10.11.2015

EU-Flüchtlingsgipfel: Diktatoren werden für Verfolgung und Vertreibung belohnt

Beratungen mit autokratischen afrikanischen Regimes als „zynische Anbiederung“ scharf kritisiert (Pressemitteilung)

Flüchtlinge aus Darfur, Sudan - © European Commission DG ECHO / Flickr

Die Gesellschaft für bedrohte Völker (GfbV) hat die geplanten Beratungen der EU-Staatschefs mit autokratischen Regimes aus Afrika beim EU-Flüchtlingsgipfel in Malta am 11./12. November 2015 scharf kritisiert. „Die zynische Anbiederung bei Afrikas Diktatoren wird weder die Fluchtursachen wirksam bekämpfen noch die Flucht von noch mehr Menschen verhindern. Denn diese autokratischen Regimes bieten keine nachhaltige Lösung der Flüchtlingskrise, sondern sind ihre Verursacher. So wird nicht nur der Bock zum Gärtner gemacht, sondern Afrikas schlimmste Diktatoren werden für ihre Verfolgung auch noch belohnt“, erklärte der GfbV-Afrikareferent Ulrich Delius am Dienstag in Göttingen. „Mit dieser Kooperation mit Autokraten ignoriert die EU ihre eigenen Rechtsprinzipien und Grundsätze. Auch werden die vorgeschlagenen Programme Dutzende Millionen Euro kosten, ohne jemals die erhoffte Wirkung zu zeigen, da die Fluchtursachen ignoriert werden.“

Mit dem Sudan, Südsudan, Eritrea, Äthiopien und Somalia werden in Malta fünf Staaten vertreten sein, deren Regierungen im Jahr 2015 für die Flucht von mehr als vier Millionen Menschen verantwortlich waren. „Dies sollte genügen, um sie bei Verhandlungen zu disqualifizieren statt sie zu hofieren“, sagte Delius. Die Regierung Eritreas habe den Zynismus im Juli 2015 auf die Spitze getrieben, als sie an den Weltsicherheitsrat appellierte, die „abscheuliche Flucht“ tausender Eritreer aus ihrer Heimat zu untersuchen und die angeblich im Ausland ansässigen Schuldigen für den Massenexodus zu bestrafen. Dass die meisten Eritreer vor Zwangsarbeit und unbegrenztem Militärdienst fliehen, ignorieren Eritreas Machthaber geflissentlich.

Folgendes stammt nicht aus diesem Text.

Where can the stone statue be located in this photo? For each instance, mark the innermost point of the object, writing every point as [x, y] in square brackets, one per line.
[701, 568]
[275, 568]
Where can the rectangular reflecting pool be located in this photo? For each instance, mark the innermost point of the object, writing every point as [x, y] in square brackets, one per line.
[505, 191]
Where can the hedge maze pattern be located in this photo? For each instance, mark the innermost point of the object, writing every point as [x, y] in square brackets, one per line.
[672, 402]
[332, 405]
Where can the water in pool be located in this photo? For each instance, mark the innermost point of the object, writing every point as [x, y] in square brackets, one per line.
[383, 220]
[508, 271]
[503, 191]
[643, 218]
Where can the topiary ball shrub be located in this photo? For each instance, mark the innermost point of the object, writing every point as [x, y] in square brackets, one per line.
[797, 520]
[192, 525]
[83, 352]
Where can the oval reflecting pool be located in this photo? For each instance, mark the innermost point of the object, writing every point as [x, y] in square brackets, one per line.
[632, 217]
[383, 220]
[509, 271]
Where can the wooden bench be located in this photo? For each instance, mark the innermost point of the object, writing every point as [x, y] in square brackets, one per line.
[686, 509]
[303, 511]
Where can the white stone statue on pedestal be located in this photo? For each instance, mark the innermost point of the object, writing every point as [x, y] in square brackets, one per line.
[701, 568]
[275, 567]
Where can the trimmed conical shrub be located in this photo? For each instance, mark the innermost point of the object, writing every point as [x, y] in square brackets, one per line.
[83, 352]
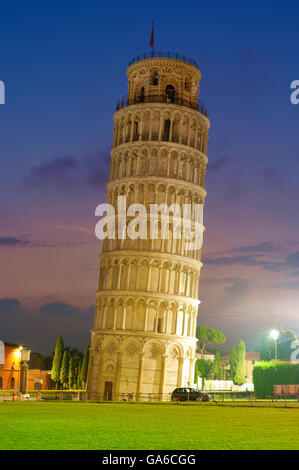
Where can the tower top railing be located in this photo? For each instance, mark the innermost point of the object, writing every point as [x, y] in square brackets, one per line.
[161, 98]
[164, 55]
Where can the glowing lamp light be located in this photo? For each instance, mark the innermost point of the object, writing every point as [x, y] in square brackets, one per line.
[274, 334]
[25, 355]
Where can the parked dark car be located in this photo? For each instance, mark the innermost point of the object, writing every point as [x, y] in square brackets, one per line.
[189, 394]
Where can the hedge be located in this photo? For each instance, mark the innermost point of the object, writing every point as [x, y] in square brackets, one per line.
[268, 374]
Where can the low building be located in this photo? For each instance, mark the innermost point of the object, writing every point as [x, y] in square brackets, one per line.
[10, 371]
[251, 359]
[206, 356]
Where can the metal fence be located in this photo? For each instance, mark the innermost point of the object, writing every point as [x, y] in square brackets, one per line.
[235, 399]
[161, 98]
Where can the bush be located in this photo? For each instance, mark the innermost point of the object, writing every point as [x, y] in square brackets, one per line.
[268, 374]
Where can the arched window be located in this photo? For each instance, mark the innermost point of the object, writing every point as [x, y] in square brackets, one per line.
[170, 93]
[166, 130]
[141, 95]
[135, 133]
[155, 79]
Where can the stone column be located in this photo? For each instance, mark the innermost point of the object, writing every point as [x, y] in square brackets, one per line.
[100, 391]
[180, 371]
[191, 371]
[89, 372]
[140, 374]
[162, 376]
[118, 375]
[24, 377]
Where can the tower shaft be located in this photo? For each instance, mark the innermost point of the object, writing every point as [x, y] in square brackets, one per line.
[143, 340]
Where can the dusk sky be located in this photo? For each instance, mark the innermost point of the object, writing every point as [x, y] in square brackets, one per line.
[64, 68]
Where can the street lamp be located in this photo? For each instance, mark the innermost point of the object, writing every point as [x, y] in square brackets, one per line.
[25, 357]
[274, 334]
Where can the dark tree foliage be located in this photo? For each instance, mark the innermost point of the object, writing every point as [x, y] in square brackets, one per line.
[57, 361]
[64, 371]
[267, 374]
[284, 342]
[84, 368]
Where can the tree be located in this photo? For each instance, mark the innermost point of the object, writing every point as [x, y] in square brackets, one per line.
[79, 376]
[233, 362]
[240, 372]
[72, 374]
[206, 335]
[57, 361]
[84, 368]
[284, 342]
[64, 371]
[218, 366]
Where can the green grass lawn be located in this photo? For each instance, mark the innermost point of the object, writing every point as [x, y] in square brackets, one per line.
[38, 425]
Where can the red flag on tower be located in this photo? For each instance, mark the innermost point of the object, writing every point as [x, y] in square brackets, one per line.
[151, 43]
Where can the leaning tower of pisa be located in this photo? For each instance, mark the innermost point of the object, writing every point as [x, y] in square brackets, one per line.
[143, 341]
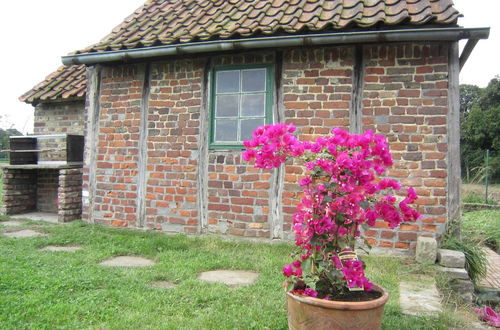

Für Afrikas Diktatoren ist die Zusammenarbeit mit der EU in mehrfacher Hinsicht verlockend. Die Kooperation wird ihre Macht stärken und die nach mehr Demokratisierung strebende Zivilgesellschaft schwächen, befürchtet die GfbV. Außerdem werden die Autokraten, denen zum Teil Völkermord, Verbrechen gegen die Menschlichkeit und Kriegsverbrechen vorgeworfen werden, moralisch und politisch aufgewertet. „Die EU wird für ihre Kooperation mit diesen Regimes einen hohen Preis zahlen müssen, da sich die neuen Partner jede Kritik an der prekären Menschenrechtslage in ihrem Land verbitten werden“, warnte Delius. Einen Vorgeschmack dazu liefere die Annäherung zwischen der EU und dem Sudan: Ungestört könne das Regime des wegen Völkermords steckbrieflich vom Internationalen Strafgerichtshof (IStGH) gesuchten Präsidenten Omar Hassan al Bashir die Zivilbevölkerung in Süd-Kordofan bombardieren und aushungern lassen und Darfur mit einer Terror-Kampagne der RSF-Miliz überziehen. Allerdings wird der Sudan auf dem Flüchtlingsgipfel nicht von Bashir, sondern von Außenminister Ibrahim Ghandour vertreten. Denn als Signatarstaat des IStGH müsste Malta den sudanesischen Präsidenten verhaften lassen.